Today I want to focus narrowly at two aspects of this second phase, those I’ve highlighted already: (1) the self sees another world and there is able to communicate with entities whereas, in the worldly phase, it is not; and (2) the chief content of this phase is a decision which evidently has two possible outcomes.

The world that Mary sees is evidently a border area of another region. All reporters think that they are in another world. The images in which this is expressed vary but have the essential meaning, as Raymond Moody puts it in his book, of a “border or limit.” The scene will include a fence, a door, a body of water, a mist—or a gate, as in the case that Jung relates. The qualitative difference between our dimension and that one is signaled by emphasizing its beauty, its strangeness (“flowers … she had never seen before”), unusual architecture, and intensity of light or color.
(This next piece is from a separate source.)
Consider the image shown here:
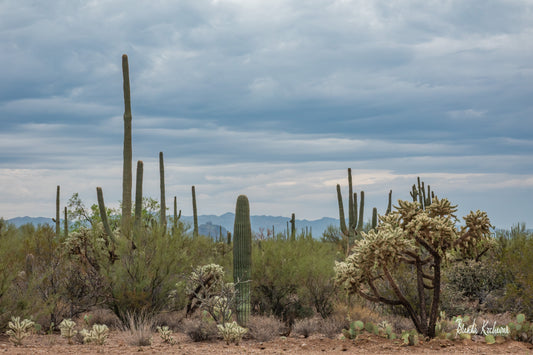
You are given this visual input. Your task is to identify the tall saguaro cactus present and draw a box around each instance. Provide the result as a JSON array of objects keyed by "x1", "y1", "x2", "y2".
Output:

The presence of departed relatives, whom Mary recognizes, suggests that they have certainly not disappeared forever, for here they are; the ability to communicate with them suggests that, in her present disembodied form, Mary is better adapted to that world than the one she left behind.

The vision of that world is limited. And the chief reason for that seems to be precisely that the person reporting the experience did not penetrate deeply into that world but remained, throughout, in the, well, border zone. Why there? We discover the reason for that in the “content” of this encounter. Its aim is to decide which way Mary should proceed. A decision must be reached. And, evidently—at least in many cases—the decision could go either way. Return is the outcome--otherwise we'd know nothing about it.

I will leave commentary on this phase for another posting and conclude here simply by saying that in the aggregate, these accounts are coherent. They appear to depict a natural process of transition; it begins when the body seems to fail. The self is already “competent” to continue in that world; it can certainly communicate with the dead, if not the living; it meets a sample of the “population” that is at home “over there.” In NDE cases, self-evidently (because the people later are revived) the bodily functions are only temporarily damaged; therefore a choice remains.